Jean-François Tapray est un musicien et compositeur français né en 1737 ou 1738 à Nomeny en Lorraine, et mort à Fontainebleau (?), entre 1810 et 1819.
Jean-François Tapray est le fils aîné d'une famille de musiciens qui compte de nombreux organistes réputés, formés dès leur plus jeune âge par leur père Jean, né en 1700 à Chaumont, fameux organiste des paroisses de Nomeny, Jussey (1740), Gray (1746), et Dole (1753). À Dole, le jeune Jean-François, au talent précoce, se fait entendre sur le grand orgue nouvellement construit par Karl-Joseph Riepp, à la Collégiale Notre-Dame de Dole. En 1754, Jean-François y est nommé organiste. Après de nombreux différends avec le chapitre, Jean-François rompt le contrat en 1759. Il s'installe à Besançon en 1765 avec son épouse; il y inaugure, une fois encore, l'orgue de la Cathédrale Saint-Jean de Besançon récemment construit par le même Karl-Joseph Riepp. En juin 1770, il est demandé en tant qu'expert à Langres à la suite des travaux effectués sur les orgues de l'église Saint-Pierre.

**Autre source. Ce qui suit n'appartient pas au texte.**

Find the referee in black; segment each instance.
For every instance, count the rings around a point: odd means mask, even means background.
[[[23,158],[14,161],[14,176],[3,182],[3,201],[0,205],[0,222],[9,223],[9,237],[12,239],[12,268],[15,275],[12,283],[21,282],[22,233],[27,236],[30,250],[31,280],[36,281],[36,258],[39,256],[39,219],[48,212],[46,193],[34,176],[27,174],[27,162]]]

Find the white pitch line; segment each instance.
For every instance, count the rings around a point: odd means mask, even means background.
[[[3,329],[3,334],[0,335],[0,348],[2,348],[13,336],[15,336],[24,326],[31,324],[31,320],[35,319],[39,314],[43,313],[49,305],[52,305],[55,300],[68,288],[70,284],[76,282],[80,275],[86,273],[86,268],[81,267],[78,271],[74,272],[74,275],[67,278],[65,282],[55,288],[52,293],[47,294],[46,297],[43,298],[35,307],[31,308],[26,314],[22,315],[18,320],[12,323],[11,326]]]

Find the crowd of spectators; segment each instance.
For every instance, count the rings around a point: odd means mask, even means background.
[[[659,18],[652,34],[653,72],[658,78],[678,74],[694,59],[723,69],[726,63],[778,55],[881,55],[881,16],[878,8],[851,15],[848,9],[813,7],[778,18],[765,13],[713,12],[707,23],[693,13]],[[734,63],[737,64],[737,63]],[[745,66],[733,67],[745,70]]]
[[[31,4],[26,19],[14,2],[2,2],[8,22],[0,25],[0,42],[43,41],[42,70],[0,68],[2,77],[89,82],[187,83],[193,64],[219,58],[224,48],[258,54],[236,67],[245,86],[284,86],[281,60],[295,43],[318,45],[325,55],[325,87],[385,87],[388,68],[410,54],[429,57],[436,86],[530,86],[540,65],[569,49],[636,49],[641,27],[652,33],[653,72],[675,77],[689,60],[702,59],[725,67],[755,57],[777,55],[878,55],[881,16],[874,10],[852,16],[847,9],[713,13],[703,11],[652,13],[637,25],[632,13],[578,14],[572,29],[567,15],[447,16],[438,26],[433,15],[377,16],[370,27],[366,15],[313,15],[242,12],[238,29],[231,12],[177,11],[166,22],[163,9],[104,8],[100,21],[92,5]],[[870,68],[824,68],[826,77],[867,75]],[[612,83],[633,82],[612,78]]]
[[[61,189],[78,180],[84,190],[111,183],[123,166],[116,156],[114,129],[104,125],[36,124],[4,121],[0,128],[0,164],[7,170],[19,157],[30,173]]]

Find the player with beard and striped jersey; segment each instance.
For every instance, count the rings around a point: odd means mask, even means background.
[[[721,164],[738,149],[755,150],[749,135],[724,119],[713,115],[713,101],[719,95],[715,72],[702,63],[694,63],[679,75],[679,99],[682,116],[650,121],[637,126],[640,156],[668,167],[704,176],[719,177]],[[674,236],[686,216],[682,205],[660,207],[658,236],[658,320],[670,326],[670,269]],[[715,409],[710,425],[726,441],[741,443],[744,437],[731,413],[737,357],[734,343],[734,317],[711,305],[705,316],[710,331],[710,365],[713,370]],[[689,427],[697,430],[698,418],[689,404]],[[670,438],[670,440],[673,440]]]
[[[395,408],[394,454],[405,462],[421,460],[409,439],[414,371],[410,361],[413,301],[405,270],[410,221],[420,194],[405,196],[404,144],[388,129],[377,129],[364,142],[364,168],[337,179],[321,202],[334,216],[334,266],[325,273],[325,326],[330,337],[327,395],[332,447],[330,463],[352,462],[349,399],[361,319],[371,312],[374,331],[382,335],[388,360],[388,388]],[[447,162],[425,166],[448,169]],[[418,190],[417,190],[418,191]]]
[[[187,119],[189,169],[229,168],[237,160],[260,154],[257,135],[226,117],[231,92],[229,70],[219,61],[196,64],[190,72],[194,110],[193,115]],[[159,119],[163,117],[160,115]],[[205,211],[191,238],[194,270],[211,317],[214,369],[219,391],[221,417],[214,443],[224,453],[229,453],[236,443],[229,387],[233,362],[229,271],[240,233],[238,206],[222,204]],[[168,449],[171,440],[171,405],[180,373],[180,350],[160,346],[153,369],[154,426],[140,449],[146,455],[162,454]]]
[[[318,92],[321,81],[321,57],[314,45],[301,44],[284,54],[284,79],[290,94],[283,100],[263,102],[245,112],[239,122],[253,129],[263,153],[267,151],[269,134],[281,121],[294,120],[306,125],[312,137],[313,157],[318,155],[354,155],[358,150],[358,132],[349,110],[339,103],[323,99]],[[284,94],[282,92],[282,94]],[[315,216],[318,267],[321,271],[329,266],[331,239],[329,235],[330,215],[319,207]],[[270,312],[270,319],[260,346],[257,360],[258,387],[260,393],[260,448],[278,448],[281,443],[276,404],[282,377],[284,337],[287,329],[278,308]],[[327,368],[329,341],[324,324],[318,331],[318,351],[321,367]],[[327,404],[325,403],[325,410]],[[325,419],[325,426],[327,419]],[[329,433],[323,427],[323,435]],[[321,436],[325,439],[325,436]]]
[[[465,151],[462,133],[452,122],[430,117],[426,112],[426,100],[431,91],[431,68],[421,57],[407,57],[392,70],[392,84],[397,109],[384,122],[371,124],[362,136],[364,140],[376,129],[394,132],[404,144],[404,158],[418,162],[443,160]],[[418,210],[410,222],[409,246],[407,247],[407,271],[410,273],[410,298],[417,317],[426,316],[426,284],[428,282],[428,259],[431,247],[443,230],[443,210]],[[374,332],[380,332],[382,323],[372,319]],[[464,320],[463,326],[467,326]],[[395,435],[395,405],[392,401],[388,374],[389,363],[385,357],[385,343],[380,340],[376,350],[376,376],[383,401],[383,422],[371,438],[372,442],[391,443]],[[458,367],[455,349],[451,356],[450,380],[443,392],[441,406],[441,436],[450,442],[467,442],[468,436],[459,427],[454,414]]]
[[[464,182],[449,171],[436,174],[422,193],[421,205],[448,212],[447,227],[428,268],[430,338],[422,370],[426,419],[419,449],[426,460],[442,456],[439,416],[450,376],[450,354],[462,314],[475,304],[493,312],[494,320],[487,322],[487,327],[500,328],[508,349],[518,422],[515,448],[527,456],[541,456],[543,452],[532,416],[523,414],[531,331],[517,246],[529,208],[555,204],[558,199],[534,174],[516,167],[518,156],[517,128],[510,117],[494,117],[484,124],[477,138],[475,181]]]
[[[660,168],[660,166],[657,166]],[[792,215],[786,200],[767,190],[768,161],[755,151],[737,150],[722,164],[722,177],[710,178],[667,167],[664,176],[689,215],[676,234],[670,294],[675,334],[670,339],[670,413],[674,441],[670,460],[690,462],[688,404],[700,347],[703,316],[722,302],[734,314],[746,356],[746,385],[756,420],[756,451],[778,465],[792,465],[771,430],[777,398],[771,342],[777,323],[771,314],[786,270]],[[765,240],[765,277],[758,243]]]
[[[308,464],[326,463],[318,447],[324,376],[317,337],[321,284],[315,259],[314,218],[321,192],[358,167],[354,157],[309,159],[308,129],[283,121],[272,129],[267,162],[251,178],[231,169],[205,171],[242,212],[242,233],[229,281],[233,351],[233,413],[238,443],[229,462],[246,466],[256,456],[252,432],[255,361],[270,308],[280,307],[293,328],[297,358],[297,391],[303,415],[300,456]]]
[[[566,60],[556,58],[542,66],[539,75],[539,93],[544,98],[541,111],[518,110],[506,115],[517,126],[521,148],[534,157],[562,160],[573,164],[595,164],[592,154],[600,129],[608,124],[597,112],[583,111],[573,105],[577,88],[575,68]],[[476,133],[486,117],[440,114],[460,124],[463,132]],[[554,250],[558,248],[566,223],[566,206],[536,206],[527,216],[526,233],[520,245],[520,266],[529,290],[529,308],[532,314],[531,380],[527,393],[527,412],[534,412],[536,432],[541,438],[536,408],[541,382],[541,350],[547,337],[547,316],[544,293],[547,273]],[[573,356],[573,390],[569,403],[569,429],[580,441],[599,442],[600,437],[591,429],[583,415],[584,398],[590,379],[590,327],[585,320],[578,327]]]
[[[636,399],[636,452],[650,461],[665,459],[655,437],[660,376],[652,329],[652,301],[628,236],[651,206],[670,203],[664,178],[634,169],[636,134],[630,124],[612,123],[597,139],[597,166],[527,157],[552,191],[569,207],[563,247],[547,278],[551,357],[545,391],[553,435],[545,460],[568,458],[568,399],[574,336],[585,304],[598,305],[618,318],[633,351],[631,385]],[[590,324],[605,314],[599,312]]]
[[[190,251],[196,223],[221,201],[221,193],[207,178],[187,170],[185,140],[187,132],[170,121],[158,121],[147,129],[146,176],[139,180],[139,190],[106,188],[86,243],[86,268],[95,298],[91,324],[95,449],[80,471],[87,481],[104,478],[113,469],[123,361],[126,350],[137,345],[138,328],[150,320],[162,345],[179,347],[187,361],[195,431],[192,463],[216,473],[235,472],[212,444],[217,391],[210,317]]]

En 1772, il obtient, recommandé par Monsieur Ethis, commissaire de guerres et membre associé de l'Académie des sciences de Besançon, et précédé de sa renommée, l'illustre charge de premier organiste titulaire des orgues de l'École royale militaire de Paris, dont il ne prend officiellement les fonctions qu'à la réception, en 1773, de l'orgue construit par Adrien Lépine.
Il assure cette fonction de 1773 à 1786, date à partir de laquelle il devient « pensionné du roi ». Au cours de ces treize années, l'organiste, en plus des fonctions de sa charge, donne des leçons de clavecin à des dames de la noblesse et de la haute bourgeoisie, ou à des enfants, telle la fille du compositeur André Grétry qui le tenait en grande estime en tant que « maitre de la modulation ». À partir de 1773, Tapray s'enthousiasme pour le piano-forte; il lui consacre une Méthode et lui destine ses dernières compositions.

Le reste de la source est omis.